University of Virginia Put on Warning by Accrediting Board

The University of Virginia was sanctioned by its accrediting board today over the failed ouster of the school’s president six months ago.

The Atlanta-based Southern Association of Colleges and Schools Commission on Colleges, a regional body that accredits higher-education institutions, put the school on warning for a year, President Belle S. Wheelan said from the group’s annual meeting in Dallas.

Teresa Sullivan was forced out as president in June without discussion or a vote by the full board. She was reinstated weeks later after an uproar by faculty and students.

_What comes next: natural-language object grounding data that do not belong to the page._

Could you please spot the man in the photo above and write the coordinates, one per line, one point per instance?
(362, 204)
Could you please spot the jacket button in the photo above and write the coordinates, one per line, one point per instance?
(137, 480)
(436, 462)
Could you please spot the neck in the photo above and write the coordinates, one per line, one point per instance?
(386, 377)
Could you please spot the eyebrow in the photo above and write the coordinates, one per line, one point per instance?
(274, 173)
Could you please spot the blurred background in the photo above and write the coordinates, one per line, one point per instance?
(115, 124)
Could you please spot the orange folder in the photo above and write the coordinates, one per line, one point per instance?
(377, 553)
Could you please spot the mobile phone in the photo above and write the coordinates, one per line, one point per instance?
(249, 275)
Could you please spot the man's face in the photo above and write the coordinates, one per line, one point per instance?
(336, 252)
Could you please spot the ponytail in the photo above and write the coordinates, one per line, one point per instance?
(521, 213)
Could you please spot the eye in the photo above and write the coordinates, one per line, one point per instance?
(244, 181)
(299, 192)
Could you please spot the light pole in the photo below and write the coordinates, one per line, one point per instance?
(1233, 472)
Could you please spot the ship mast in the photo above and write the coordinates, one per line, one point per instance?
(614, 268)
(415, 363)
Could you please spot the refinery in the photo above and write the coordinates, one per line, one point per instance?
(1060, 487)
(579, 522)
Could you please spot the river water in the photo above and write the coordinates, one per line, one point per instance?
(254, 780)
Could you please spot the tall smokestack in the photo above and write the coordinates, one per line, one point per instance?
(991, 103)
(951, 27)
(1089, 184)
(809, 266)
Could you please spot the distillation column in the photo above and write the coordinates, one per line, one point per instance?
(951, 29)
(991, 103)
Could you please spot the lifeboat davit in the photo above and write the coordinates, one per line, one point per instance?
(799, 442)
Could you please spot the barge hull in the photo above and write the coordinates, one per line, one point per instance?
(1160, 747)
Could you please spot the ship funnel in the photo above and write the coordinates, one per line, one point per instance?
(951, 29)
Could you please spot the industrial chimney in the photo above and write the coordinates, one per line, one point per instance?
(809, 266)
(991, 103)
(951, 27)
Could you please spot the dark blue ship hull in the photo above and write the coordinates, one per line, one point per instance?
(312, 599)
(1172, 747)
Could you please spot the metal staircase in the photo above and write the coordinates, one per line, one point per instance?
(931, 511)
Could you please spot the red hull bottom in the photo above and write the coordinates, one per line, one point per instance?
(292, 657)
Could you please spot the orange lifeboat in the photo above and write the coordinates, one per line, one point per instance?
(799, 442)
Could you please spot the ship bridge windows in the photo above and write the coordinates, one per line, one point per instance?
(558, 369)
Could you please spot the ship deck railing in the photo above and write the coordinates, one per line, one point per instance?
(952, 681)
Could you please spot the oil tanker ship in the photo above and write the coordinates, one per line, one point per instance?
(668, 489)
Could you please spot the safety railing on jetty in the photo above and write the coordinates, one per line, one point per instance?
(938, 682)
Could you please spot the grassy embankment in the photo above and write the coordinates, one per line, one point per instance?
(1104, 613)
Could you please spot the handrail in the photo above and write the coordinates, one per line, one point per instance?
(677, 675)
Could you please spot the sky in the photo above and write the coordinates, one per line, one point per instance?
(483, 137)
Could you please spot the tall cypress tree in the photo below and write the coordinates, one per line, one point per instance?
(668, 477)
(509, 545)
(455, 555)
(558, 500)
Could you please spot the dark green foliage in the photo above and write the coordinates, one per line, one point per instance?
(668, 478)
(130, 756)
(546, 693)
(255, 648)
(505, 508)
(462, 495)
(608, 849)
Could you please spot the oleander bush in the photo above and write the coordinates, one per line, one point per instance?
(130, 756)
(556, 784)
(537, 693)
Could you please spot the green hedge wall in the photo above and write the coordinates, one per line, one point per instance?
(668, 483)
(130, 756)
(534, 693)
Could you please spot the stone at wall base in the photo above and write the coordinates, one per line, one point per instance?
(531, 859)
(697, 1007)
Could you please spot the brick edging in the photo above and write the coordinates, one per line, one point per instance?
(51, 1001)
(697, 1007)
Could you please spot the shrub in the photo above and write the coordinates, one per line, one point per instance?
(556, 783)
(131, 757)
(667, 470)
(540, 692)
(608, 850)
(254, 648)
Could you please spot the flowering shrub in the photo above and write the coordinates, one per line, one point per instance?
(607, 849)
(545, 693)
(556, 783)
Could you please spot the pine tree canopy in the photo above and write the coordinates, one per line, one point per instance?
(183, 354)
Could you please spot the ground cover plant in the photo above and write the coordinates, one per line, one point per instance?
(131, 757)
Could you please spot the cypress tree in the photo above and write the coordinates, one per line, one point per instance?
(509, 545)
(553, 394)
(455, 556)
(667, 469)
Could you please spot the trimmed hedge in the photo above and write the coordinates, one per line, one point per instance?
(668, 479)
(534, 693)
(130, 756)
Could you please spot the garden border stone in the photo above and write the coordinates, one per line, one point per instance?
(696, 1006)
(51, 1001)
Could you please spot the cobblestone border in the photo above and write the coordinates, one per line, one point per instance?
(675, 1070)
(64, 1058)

“Being on warning is a public sanction, and it tells the general public that the university has got a problem,” Wheelan said in a telephone interview. “That tends to raise eyebrows” in the world of academics.

The university, based in Charlottesville, was found to be out of compliance over two standards, Wheelan said. The board shouldn’t be controlled by a minority of members and the school should have a policy that defines the role of faculty in governance, she said.

A special committee will do further investigation and will report back to the accreditation board in a year, Wheelan said.

In a letter to parents and alumni, the university called the decision “disappointing” and said it “pledges to work diligently to address the concerns cited by the commission.”

The University of Virginia is still a fully accredited institution and can participate in federal aid programs.